On the same Washington Avenue are Kenmore estate, Betty Washington Lewis and Colonel Fielding Lewis home built in 1752. Betty was Gen. George Washington’s sister. Mary Washington lived with her daughter and eventually died in her home. She was buried not far from her favorite spot, the Meditation Rock. There is an obelisk monument dedicated to Mary Washington in the vicinity of historic Kenmore on Washington Avenue.

Marye’s Heights is now the final resting place of the Union soldiers killed in the surrounding areas during the Civil War, reinterred in 1865 by the U.S. government in the Fredericksburg National Cemetery.
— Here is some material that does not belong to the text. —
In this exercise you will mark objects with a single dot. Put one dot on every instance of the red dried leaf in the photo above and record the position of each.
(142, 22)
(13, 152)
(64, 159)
The Confederate soldiers were reinterred in the Fredericksburg City Cemetery founded in 1844. The Confederates had been unceremoniously buried on all the battlefields. Five Confederate generals are buried here and one Lucy Ann Cox, the wife of a Confederate soldier who followed her husband for four years in battle. She was made an honorary Confederate veteran; her tombstone reads, “A sharer of the toils, dangers, and privations of the 30th Infantry C.S.A. from 1861-1865.”

Fredericksburg stands witness as a historical vortex of the brutal battles between brothers who shed their innocent blood to maintain the economic interests of the wealthy in power.